5- Öte yandan Sendikal faaliyetler kapsamında bundan önce ve bundan sonra yapılacak hak aramalarında alınacak tüm sendikal kararlar mucibince bu tür demokratik eylemlere katılanlar hakkında disiplin ve idari işlem tesis edilmesi durumunu bunu sendikal faaliyete AÇIK BİR MÜDAHALE OLACAĞINI belirtmekle birlikte yasa koyucu 5237 sayılı Türk Ceza Kanunu’n 118 inci maddesi uyarınca bu tür ceza işlemleri suç saymış ve cezalandırmıştır.

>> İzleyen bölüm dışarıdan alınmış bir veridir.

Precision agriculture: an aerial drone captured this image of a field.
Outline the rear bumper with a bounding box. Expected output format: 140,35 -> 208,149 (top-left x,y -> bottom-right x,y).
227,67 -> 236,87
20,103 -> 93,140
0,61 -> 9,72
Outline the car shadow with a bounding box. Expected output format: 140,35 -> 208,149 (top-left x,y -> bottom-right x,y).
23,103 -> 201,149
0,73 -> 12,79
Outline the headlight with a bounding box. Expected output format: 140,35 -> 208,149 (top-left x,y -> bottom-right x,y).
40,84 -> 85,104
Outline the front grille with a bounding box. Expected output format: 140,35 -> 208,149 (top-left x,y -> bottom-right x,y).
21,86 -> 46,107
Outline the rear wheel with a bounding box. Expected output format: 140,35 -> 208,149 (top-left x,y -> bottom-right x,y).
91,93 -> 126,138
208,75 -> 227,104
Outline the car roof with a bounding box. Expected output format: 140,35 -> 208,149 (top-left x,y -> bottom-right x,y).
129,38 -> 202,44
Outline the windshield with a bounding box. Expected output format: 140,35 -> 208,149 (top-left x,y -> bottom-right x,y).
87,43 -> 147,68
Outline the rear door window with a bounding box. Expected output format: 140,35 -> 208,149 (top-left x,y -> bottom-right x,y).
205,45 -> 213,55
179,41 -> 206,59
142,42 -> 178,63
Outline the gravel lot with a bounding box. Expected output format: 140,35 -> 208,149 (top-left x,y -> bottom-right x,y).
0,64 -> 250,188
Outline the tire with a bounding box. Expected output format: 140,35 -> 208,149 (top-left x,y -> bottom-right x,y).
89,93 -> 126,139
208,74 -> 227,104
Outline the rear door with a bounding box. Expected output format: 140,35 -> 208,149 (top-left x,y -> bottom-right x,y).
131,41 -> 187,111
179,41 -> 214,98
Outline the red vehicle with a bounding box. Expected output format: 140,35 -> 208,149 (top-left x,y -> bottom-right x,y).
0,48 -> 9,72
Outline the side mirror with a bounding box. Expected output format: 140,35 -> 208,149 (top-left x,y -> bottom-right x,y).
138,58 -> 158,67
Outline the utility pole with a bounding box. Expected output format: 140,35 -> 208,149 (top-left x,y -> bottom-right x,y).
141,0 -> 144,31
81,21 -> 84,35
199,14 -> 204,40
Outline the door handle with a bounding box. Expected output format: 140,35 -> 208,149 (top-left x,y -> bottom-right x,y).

Nitekim AİHM, Metin TURAN – Türkiye Davası (Başvuru no:20868/02 ) kararında her tür hukuksuz idari işlemin sendikal faaliyetlerini yürütme hakkına bir müdahale olarak kabul edilebileceğini, öte yandan AİHM, Kaya ve Seyhan – Türkiye Davası (Başvuru No: 30946/04): 11/12/2003 tarihinde KESK’in çağrısına uyarak, parlamentoda tartışılmakta olan kamu yönetimi kanun tasarısını protesto etmek üzere düzenlenen bir günlük ulusal eyleme katılmaları nedeniyle 11/12/2003 tarihinde göreve gelmedikleri için uyarma cezası verilmesinin, her ne kadar bu ceza çok küçük olsa da, sendika üyelerinin çıkarlarını korumak için meşru grev ya da eylem günlerine katılmaktan vazgeçirecek bir nitelik taşıdığı, AİHS’nin 11 inci maddesi anlamında gösteri yapma özgürlüğünü etkili bir şekilde kullanma haklarının orantısız olarak çiğnendiği gerekçesiyle Avrupa İnsan Hakları Sözleşmesinin 11 inci maddesinin ihlal edildiğine karar vermiştir.

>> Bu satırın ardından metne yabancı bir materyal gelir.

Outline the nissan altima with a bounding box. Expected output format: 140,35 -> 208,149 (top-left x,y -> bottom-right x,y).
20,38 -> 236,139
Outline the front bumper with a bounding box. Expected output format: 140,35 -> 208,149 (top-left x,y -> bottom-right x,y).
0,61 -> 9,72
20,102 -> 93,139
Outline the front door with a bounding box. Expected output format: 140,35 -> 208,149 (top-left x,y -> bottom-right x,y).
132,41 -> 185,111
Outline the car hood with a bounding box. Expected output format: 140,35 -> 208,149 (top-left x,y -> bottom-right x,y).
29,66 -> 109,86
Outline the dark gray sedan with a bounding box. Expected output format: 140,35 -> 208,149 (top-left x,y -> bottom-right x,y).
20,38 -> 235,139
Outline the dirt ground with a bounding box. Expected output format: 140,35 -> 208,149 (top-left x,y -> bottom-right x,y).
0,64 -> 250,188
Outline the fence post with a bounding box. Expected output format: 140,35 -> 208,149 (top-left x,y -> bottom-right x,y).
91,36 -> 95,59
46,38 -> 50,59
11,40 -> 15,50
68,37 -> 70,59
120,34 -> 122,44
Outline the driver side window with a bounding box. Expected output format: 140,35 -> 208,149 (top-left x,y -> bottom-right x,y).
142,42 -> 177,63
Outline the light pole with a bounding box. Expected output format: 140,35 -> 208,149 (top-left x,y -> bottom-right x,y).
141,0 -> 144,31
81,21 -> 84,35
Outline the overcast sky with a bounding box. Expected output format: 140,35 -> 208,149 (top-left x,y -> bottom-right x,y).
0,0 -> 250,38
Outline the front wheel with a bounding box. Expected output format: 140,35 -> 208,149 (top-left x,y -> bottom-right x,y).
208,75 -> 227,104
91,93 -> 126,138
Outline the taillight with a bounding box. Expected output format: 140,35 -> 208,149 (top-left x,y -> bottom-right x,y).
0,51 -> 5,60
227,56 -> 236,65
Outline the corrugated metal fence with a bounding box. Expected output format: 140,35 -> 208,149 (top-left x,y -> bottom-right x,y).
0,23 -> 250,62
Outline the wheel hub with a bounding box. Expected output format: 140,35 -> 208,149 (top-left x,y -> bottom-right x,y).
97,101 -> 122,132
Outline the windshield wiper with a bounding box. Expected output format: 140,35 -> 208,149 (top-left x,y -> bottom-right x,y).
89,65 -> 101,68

Kaldı ki, kamuya nitelikli sağlık hizmeti sunumunu olumsuz etkileyen bilinen unsurlar, sağlık meslek mensuplarından kaynaklanmadığı, hekimlerin sesini duymazdan gelip bizleri bu tür iş bıraktırma eylemleri sürecine götürenlerden kaynaklandığı açıktır. Öte yandan sağlık meslek mensuplarının anılan meşru hak arayışı, aynı zamanda halka daha nitelikli sağlık hizmeti sunumunun ve her durumda kamu yararının temel bir gereğidir.

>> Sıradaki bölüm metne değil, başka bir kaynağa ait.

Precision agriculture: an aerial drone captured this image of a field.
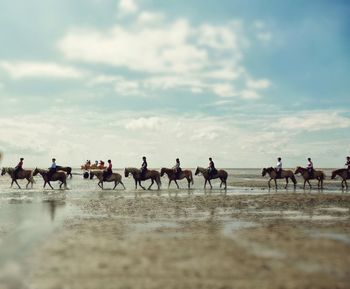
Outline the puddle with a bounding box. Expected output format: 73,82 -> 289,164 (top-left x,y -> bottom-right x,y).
0,198 -> 73,288
318,207 -> 350,213
222,220 -> 257,238
129,221 -> 181,234
310,232 -> 350,244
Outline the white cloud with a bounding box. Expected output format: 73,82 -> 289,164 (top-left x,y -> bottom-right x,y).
213,83 -> 237,97
274,111 -> 350,131
118,0 -> 139,14
125,117 -> 165,131
240,89 -> 260,99
58,1 -> 270,99
137,11 -> 165,25
0,109 -> 350,167
0,61 -> 86,79
256,32 -> 272,43
247,79 -> 271,89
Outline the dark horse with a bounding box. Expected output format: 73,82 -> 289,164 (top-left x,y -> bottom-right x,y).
56,166 -> 73,178
124,168 -> 162,190
194,167 -> 228,190
33,168 -> 67,189
294,167 -> 326,190
332,169 -> 350,189
261,167 -> 297,190
160,168 -> 193,189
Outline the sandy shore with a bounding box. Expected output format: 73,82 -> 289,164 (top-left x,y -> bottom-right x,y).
26,193 -> 350,289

Tüm bunlarla birlikte iç hukuk ve uluslararası hukukta tanınan haklara dayanarak, VATANDAŞLARIMIZIN DAHA KALİTELİ HİZMET ALABİLMESİ VE HASTALARIMIZLA DAHA ÇOK İLGİLENEBİLMEK ADINA yaptığımızın taleplerin karşılanmaması nedeniyle demokratik tepkimizi göstermek adına üç günlük 14-15-16 Mart 2022 tarihlerinde söz konusu Sendikal İş bırakma faaliyetlerine katılacağımızı ve haklarımızın talebi hususunda bir ilerleme olmadığı taktirde bu eylemlerimizin artarak devam edeceğini belirtmek isteriz. Nitekim kamu görevlilerinin toplu eylem hakkının insan hakları sözleşmeleri, Anayasa ve mahkeme kararları ile kesin biçimde tanınmıştır.
Tüm aile hekimlerine ve kamuoyunu saygı ile duyurulur.